Great Bagehot column in the Economist. Sample:
What is going on? I see it as evidence of two deep cleavages in British and Western politics. The first is the gulf between instrumental and expressive politics. The former involves winning elections in order to wield power and change things. The latter involves seeking fulfilment and personal satisfaction by interacting with symbols, attending events, declaring positions—in short, signalling things about oneself. With the decline of mass classes and monolithic ideologies it has become increasingly hard to combine the two sorts of politics. So the two are drifting apart. Government is becoming more technocratic, political activism more colourful and the gap between the two wider. Arguably this affects Labour more than most. The party has an unusually idealistic culture compared with its European counterparts (with its roots in Christian socialism and Bloomsbury utopianism, traces of both of which live on in Mr Corbyn) but was also founded with the specific intention of winning elections (for which read the relative pragmatism of most of his MPs). The Labour leader’s defining trait, however, is that he has no interest in general elections, opinion polls or indeed the views of any Briton outside a crowd of supportive activists and campaigners so small as to be electorally insignificant.
The second cleavage is that between social liberalism and statist socialism.
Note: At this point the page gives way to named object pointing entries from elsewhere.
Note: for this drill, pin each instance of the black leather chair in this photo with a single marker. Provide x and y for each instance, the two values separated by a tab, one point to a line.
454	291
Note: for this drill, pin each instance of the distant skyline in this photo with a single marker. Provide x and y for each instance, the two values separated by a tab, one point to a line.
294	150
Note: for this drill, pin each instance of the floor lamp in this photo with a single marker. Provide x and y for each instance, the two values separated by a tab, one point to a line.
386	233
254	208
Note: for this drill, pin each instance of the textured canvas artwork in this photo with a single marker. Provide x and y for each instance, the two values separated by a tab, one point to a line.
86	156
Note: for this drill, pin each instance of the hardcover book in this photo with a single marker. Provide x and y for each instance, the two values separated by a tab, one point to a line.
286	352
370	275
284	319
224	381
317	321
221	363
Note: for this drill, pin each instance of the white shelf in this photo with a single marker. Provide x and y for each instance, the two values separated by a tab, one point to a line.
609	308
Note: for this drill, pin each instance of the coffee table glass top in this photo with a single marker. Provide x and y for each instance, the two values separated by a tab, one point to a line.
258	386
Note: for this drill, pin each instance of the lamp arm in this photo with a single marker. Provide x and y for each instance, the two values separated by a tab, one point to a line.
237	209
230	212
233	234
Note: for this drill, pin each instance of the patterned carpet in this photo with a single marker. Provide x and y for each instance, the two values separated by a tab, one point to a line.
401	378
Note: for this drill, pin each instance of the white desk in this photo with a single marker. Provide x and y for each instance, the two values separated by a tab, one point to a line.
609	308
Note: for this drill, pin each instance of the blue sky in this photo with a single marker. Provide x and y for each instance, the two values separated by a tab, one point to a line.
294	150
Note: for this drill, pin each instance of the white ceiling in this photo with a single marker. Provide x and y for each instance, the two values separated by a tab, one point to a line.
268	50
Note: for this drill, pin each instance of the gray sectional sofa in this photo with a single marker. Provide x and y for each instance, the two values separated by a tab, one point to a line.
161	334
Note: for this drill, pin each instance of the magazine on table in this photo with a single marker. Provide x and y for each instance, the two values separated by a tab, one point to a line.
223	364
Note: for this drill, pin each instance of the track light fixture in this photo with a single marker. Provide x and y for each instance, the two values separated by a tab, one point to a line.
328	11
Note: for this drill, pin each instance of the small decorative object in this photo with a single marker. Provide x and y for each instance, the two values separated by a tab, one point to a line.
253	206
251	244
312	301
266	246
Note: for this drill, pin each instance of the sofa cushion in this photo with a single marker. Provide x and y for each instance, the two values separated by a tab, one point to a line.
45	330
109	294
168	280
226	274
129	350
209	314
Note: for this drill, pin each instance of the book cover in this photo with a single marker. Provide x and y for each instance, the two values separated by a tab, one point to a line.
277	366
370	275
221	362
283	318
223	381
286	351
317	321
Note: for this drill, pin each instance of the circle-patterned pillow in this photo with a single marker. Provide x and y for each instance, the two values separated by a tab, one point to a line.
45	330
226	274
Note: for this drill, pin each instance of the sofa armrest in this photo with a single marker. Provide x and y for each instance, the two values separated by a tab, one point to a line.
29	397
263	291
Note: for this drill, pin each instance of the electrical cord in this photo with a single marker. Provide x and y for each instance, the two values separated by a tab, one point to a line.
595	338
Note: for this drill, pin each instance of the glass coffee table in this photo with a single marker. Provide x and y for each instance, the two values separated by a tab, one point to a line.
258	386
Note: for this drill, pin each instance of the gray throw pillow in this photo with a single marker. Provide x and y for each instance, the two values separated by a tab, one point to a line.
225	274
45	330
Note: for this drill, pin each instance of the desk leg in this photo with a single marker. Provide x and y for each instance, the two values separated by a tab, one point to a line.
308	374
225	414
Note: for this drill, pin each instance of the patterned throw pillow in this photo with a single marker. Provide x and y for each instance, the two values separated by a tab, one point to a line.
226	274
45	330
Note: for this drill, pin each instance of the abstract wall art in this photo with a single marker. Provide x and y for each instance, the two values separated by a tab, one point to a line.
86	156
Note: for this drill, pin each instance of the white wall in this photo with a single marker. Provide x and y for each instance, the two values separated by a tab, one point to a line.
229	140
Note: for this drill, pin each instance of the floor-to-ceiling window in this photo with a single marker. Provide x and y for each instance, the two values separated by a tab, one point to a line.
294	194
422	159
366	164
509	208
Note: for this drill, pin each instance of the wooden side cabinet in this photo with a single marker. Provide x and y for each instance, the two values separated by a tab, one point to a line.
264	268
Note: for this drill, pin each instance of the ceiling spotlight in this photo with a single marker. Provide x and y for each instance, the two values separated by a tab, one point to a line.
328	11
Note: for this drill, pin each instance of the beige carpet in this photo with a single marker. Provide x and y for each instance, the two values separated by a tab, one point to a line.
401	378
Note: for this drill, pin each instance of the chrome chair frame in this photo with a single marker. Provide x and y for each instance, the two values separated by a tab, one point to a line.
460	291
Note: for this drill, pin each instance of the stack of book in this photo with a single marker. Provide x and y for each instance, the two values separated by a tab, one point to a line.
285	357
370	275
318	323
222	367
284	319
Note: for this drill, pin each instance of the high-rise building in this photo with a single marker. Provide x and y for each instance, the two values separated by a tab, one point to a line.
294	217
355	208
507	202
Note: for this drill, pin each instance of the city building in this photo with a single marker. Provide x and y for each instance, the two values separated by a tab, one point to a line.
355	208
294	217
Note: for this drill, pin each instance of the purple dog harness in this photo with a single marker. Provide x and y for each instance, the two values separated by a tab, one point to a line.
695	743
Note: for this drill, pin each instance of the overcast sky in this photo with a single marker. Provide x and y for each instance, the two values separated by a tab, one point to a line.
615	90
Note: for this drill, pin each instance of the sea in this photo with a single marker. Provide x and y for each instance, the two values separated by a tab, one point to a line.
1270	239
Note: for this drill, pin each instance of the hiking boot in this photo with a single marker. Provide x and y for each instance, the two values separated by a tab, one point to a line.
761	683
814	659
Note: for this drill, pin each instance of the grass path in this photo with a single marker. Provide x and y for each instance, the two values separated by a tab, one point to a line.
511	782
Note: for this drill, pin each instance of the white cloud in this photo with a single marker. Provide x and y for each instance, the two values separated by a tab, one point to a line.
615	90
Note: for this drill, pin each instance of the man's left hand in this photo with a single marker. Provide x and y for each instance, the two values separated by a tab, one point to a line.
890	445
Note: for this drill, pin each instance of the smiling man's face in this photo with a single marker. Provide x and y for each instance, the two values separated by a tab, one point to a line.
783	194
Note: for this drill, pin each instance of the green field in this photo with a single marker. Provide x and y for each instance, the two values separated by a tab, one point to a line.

Here, too, Labour has traditionally been a coalition. For every Denis Healey there was a Tony Benn (Hilary’s much more lefty father); for every Hugh Gaitskell a Nye Bevan. Here, too, the two sides have become harder to reconcile. Globalisation, an increasingly individualistic, consumerist culture and the decline of heavy industry have expanded the rift between the prescriptions of the party’s moderates and those of its hard-liners. All claim their interpretation of its eternal principles is the truest. But few would deny that they have more in common with members of other political families than with each other.
He goes on to review four possible scenarios for Labour. None of them good.